Biomedical Research Institute, National Institute of Advanced Industrial Science and Technology (AIST), 1-1-1, Higashi, Tsukuba, Ibaraki 305-8566, Japan.
Department of Applied Chemistry, College of Life Sciences, Ritsumeikan University, 1-1-1 Noji-Higashi, Kusatsu, Shiga 525-8577, Japan.
J Phys Chem Lett. 2023 Apr 27;14(16):3898-3906. doi: 10.1021/acs.jpclett.3c00258. Epub 2023 Apr 24.

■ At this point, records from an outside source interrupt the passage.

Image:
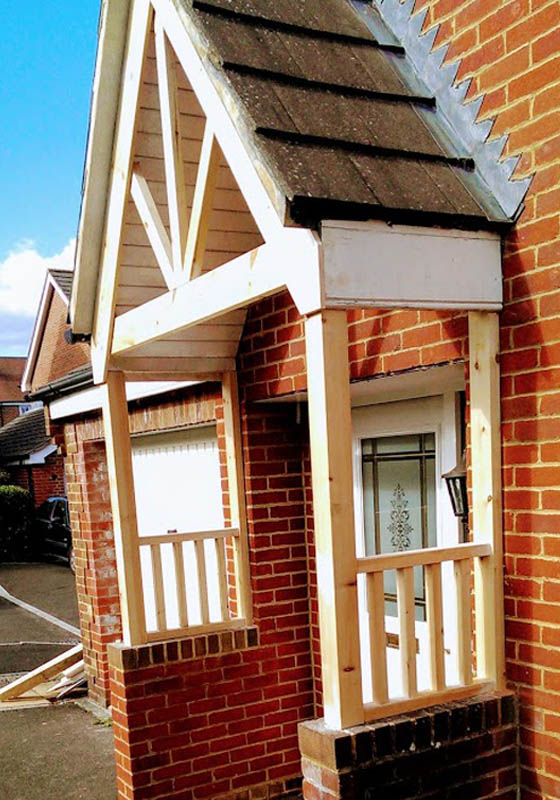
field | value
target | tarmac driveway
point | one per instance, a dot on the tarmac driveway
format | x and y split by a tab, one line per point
26	640
58	751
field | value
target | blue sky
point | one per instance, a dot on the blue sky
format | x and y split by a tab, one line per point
47	52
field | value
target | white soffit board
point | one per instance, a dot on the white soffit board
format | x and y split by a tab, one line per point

Protein denaturation is a ubiquitous process that occurs both and . While our molecular understanding of the denatured structures of proteins is limited, it is commonly accepted that the loss of unique intramolecular contacts makes proteins larger. Herein, we report compaction of the immunoglobulin G1 (IgG1) protein upon acid denaturation. Small-angle X-ray scattering coupled with size exclusion chromatography revealed that IgG1 radii of gyration at pH 2 were ∼75% of those at a neutral pH. Scattering profiles showed a compact globular shape, supported by analytical ultracentrifugation. The acid denaturation of proteins with a decrease in size is energetically costly, and acid-induced compaction requires an attractive force for domain reorientation. Such intramolecular aggregation may be widespread in immunoglobulin proteins as noncanonical structures. Herein, we discuss the potential biological significance of these noncanonical structures of antibodies.
蛋白质变性是一种普遍存在的过程,既发生在生理条件下,也发生在非正常条件下。虽然我们对蛋白质变性结构的分子理解有限,但普遍认为,独特的分子内接触的丧失使蛋白质变得更大。在这里,我们报告了免疫球蛋白 G1(IgG1)在酸变性时的紧凑化。小角度 X 射线散射与尺寸排阻色谱法相结合表明,在 pH 值为 2 时 IgG1 的回转半径约为中性 pH 值时的 75%。散射谱图显示出紧凑的球形形状,这得到了分析超速离心的支持。蛋白质在尺寸减小的情况下发生变性是能量消耗大的,而酸诱导的紧凑化需要一种用于结构域重排的吸引力。这种分子内聚集在免疫球蛋白蛋白中可能很普遍,因为它们是非典型结构。在此,我们讨论了这些抗体的非典型结构的潜在生物学意义。